John Anis Pertamina

What is important now is how we can ensure the continuity of supply and avoid possible disruptions.

John ANIS Former GM of Pertamina Hulu Mahakam; President-Director PERTAMINA INTERNATIONAL EXPLORATION & PRODUCTION

Focus on the future in Indonesia

September 14, 2020

John Anis, then-general manager of Pertamina Hulu Mahakam and now president-director of Pertamina International Exploration & Production, talks to The Energy Year about how the dual crisis has impacted the company and the economy. Pertamina subsidiary Pertamina Hulu Mahakam is developing the Mahakam block, which it took over from Total and Inpex in early 2018.

This interview is featured in The Energy Indonesia Special Edition: Crisis and Resilience in the Covid-19 Era

How has the dual crisis impacted Indonesia’s overall economy?
This crisis is different this time around. It is a double crisis, which translates into a double impact. We have to deal with Covid on the one hand and the low oil and gas prices on the other. The virus has had a great impact on oil and gas operations across the country due to restrictions rolled out by the government such as travel bans. Yet for socio-economic reasons Indonesia is not completely under lockdown.
The country’s budget is running short as it is being channelled into covering health and subsidising the daily livelihood of citizens. This means that little or no funding is left to develop other projects. The lack of development across the country has had an impact on job creation, which appears to be stagnant, leading to less purchase capital and thus less spending. Indonesia has an important informal market, which has come to a halt. And this is a reflection of the economy as a whole, which, like in the rest of the world, is suffering.


What direct impacts has the crisis had on your day-to-day operations?
Remote home-office work has become standard practice. We have also implemented a business continuity management system that develops a business impact analysis based on the current scenario. From here, we defined actions as to how to work with more efficiency.
Due to our operations, some of our employees are working on a rotational basis with a two weeks on, two weeks off schedule. We were forced to change this to four weeks on-and-off to reduce travelling. We have personnel on site working on marine vessels and rigs, which means they have to keep within enclosed environments. This makes social distancing and physical distancing almost impossible. We have established a 14-day self-quarantine before they go to these sites.
Challenges such as the lack of transportation, the impossibility of purchasing material from abroad (i.e. China or Italy) and the consequent delays this creates for our projects and operations are an everyday struggle. Contractors are having the same problem to a point where some are even declaring force majeure.
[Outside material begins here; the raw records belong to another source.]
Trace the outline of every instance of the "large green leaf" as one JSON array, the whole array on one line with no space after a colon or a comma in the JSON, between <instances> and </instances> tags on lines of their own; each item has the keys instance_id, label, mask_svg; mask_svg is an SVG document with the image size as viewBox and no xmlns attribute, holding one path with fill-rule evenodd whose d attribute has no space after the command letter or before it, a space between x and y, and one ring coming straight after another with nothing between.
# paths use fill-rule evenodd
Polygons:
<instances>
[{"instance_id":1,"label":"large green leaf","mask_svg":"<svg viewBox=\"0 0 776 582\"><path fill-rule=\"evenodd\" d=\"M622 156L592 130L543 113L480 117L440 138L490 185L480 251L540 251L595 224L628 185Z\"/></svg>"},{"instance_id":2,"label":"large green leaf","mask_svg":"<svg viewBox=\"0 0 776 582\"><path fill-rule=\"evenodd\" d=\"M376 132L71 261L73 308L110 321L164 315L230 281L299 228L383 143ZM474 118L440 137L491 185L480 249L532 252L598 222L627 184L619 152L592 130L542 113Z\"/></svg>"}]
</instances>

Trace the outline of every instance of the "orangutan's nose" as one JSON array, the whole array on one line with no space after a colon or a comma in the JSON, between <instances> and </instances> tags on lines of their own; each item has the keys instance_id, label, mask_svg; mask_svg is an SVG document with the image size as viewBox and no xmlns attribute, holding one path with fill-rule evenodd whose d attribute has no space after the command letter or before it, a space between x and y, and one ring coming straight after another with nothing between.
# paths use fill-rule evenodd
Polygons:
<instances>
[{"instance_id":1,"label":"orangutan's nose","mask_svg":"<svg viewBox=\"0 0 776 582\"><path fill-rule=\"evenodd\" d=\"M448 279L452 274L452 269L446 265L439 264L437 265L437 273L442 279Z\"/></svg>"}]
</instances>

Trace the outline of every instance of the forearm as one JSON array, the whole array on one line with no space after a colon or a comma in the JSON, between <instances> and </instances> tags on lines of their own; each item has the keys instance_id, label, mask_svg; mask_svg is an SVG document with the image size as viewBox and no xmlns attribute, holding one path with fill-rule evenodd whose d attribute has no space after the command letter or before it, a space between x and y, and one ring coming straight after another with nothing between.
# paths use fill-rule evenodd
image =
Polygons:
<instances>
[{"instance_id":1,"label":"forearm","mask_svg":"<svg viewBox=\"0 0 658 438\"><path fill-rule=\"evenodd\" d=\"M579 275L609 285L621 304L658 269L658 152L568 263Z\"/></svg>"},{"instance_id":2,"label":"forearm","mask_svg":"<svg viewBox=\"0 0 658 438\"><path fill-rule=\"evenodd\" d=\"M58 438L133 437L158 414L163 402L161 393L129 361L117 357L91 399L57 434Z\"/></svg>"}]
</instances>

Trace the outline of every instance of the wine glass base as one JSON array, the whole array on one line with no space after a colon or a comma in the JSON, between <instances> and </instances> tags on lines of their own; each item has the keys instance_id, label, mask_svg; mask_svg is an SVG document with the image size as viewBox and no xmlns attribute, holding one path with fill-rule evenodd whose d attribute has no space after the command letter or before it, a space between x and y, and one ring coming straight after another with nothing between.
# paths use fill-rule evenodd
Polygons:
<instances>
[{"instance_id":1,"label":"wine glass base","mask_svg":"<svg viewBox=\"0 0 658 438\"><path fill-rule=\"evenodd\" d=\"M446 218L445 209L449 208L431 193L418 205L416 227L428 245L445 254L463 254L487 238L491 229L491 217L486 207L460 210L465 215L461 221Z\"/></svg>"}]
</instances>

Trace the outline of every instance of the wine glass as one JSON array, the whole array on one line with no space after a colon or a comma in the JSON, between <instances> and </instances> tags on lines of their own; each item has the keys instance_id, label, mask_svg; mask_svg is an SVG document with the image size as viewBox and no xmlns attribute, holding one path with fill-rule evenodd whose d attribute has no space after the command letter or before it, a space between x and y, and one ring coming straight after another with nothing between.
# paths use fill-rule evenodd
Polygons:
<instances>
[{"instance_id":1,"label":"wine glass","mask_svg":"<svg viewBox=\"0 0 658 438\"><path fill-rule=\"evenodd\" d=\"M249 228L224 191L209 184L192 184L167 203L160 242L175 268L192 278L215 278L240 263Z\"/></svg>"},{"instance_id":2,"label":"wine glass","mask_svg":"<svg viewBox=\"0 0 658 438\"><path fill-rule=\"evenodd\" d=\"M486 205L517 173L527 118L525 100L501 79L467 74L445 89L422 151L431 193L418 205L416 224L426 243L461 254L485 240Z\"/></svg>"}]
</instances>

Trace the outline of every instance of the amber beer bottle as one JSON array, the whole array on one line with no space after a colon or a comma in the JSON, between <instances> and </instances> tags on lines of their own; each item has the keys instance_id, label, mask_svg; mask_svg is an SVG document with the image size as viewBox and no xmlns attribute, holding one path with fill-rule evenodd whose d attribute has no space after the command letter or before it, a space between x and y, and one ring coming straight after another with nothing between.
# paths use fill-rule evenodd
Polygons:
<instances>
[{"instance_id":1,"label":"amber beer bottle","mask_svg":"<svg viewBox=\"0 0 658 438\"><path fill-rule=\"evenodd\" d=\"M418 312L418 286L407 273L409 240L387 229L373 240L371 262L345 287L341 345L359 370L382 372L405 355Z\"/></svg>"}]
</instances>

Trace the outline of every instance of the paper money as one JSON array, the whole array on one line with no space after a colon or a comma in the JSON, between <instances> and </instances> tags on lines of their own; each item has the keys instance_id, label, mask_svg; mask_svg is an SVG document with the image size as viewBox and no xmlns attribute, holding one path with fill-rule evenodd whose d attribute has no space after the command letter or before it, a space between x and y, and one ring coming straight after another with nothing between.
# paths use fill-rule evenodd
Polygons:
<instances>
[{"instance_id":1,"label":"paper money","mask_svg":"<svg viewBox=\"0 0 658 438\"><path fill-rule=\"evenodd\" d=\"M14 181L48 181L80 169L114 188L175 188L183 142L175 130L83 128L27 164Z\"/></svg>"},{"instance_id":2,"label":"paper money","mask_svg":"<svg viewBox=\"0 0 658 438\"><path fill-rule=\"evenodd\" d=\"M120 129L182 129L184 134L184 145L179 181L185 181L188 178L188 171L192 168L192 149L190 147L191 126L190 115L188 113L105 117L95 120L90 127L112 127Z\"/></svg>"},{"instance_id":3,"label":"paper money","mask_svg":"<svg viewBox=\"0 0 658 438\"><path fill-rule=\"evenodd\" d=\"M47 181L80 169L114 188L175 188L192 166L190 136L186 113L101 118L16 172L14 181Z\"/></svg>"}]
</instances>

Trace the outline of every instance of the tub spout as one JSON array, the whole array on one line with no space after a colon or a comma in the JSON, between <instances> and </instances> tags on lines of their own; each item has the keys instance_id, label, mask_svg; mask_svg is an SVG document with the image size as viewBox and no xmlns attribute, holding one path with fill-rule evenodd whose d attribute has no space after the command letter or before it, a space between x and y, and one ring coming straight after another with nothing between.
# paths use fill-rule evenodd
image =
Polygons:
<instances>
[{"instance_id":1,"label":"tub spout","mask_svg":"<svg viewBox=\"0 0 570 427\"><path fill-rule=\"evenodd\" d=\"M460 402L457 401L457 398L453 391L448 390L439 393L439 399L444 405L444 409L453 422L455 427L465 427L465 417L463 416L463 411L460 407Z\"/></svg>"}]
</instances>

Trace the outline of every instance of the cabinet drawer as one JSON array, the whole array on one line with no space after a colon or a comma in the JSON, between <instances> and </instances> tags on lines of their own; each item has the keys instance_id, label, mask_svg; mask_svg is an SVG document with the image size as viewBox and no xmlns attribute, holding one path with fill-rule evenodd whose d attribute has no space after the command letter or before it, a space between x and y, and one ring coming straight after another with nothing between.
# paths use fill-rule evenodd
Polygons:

What is the largest risk you face at an operational level?
Above all, we are trying to take all the precautionary measures to avoid an on-site infection as this would mean a total shutdown of the platform or site at stake. This would be the worst-case scenario. Delays of certain projects have an impact, of course, but it is not something we can’t manage with our clients given the exceptional times we are living in. There is a financial impact but we can make up for it.
However, closing down an operation would be a major blow because we would have to restart the site all over again. One must understand the complexity of starting up a well, as they are very sensitive. The whole process of closing a well that has a lot of water and then restarting it at the same rate is a difficult operation. For this reason, we have drafted a robust protocol to avoid this happening. It is a matter of prediction and prevention.

To what extent is the crisis pushing efficiency and a further shift towards digitalisation?
Covid has had a micro effect on how we manage daily operations and the impact on the health of our personnel. But the second problem, which is the low oil and gas price, has had a macro effect and has directly impacted our financial situation. The Mahakam field is very cost-sensitive. Having an important brownfield is like having an older vehicle: You have to maintain it, meaning that the costs are higher.
This crisis is forcing us to be more efficient and, in a sense, we are trying to capitalise on it to change our old ways. It is said that every challenge has an opportunity within it. For example, the shift to digital and remote working has highlighted the fact that maybe we do not have to travel that much to obtain the same results. Digital technology is the key. IT and digital systems have become today’s working spaces and tools. They have changed the way we work and enhanced efficiency.

As an NOC, you have a certain responsibility to the nation. Do you think Pertamina will be at the forefront of the post-Covid recovery efforts?
Yes, we have to be. People need energy and our mandate is to provide it to the nation. What is important now is how we can ensure the continuity of supply and avoid possible disruptions. We also have to actively contribute towards a quick recovery of the industry. The fact of there being a problem does not mean we can halt operations. We still need to supply the essentials to keep this country running. However, we should not lose focus on the opportunities down the road. I believe that beyond Covid, a bright future lies ahead.